0

Referencing:

I am attempting to decode git objects:

import zlib
import os

...
# current directory is .git/objects
    for current, subs, files in os.walk('.'):
        for filename in files:
            # in format ##/#{38}
            
            path = os.path.join(current, filename)[2:]

            # 'info/' and 'pack/' exist
            # don't worry about packed files

            with open(path, 'r') as file:
                
                # returns bytes object
                # assuming UTF-8 encoding (default) vs. legacy
                # https://git-scm.com/docs/git-commit#_discussion
                # .decode() also defaults to utf-8
                
                print(zlib.decompress(file.read()).decode())

however, this runs into a UnicodeDecodeError and the correct method looks something like:

with open(path, 'rb') as file:
  data = zlib.decompress(file.read())
  header, content = data.split(b'\0', 1)

which then reads it as binary data. In another related post, a commenter mentioned that rb does not decode at all, which seems inaccurate, as the binary string presented is human-readable, and I would like clarification on this as the documentation is fairly sparse.

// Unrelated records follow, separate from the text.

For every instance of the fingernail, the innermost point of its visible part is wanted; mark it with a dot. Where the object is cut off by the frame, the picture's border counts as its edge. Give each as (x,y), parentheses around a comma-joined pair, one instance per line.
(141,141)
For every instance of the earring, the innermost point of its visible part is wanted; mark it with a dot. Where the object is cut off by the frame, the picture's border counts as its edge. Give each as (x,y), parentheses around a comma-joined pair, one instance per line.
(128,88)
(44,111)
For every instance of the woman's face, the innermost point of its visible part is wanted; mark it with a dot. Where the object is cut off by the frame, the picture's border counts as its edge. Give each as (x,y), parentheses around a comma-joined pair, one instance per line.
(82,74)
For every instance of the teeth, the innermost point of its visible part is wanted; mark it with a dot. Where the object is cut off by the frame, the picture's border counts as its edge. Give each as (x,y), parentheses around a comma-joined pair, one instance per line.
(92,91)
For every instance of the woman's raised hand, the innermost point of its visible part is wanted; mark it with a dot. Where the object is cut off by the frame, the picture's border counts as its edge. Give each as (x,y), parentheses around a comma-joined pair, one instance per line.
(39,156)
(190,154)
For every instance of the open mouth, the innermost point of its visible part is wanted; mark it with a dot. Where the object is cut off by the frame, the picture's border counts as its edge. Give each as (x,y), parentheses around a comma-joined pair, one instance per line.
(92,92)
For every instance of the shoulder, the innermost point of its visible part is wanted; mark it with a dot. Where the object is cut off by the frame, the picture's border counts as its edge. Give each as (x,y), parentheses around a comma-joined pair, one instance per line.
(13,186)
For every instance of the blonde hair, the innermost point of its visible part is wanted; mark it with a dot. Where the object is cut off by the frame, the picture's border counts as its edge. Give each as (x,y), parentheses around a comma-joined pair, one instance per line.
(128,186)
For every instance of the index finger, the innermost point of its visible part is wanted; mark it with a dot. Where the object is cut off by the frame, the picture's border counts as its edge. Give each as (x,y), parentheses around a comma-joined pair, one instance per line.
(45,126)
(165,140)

I have found that strings read with rb must be referenced by a prefixed b to be binary strings. My question is: why does decoding it not work if git by default (and in this repository) uses UTF-8? How does it decode and present the binary string as human-readable format (i.e, b'This is a string' if it is unable to decode it?

user18348324
  • 244
  • 10
  • If the file has human-readable parts, then of course the string will have human-readable parts. You are not reading git source files. You are reading gzip archives. They most definitely are binary. If you open a file with `'r'`, it gets decoded through UTF-8 and becomes Python Unicode strings. If you open a file with `'rb'`, it is not decoded. A 4,000-byte file will become a 4,000-byte string. – Tim Roberts Mar 05 '23 at 06:01
  • These aren't "binary strings" or "binary data". We open the file in "binary mode", as opposed to "text mode", which was inherited from Windows. A file opened in "binary mode" produces "byte strings" that are not Unicode-encoded. They are raw; any byte sequence is possible. With a "text file", some byte sequences are not allowed, because they can't be converted to Unicode. – Tim Roberts Mar 05 '23 at 06:05
  • So how is it that after decompressing the gzip archive, the resulting representation can be partially presented as human-readable via binary string format? What decoding method does it use for that? In addition, if the uncompressed file was originally encoded in `UTF-8`, as I've been led to believe, why does `'r'` not work? – user18348324 Mar 05 '23 at 06:24
  • Do a hex dump of the file, see if that makes it more clear. The file YOU are opening is a gzip archive. NOTHING you read from that is human-readable. You are passing that file to the `zlib` decompressor. That library returns byte strings to you, because the contents COULD be other binary files, but if the contents are text, you can decode them to Unicode strings. – Tim Roberts Mar 05 '23 at 07:37
  • What is the relation to git and zlib in the tags? Please extract a [mcve], which will also tell you whether these are actuall relevant or just worth of a side-note. In any case, there is extensive documentation for `open()` (maybe even too much?) what part is unclear? You could also read the source code or study the history of commits. – Ulrich Eckhardt Mar 05 '23 at 08:22

2 Answers2

0

In the example I looked at the "content" contained data that could not be decoded as UTF-8.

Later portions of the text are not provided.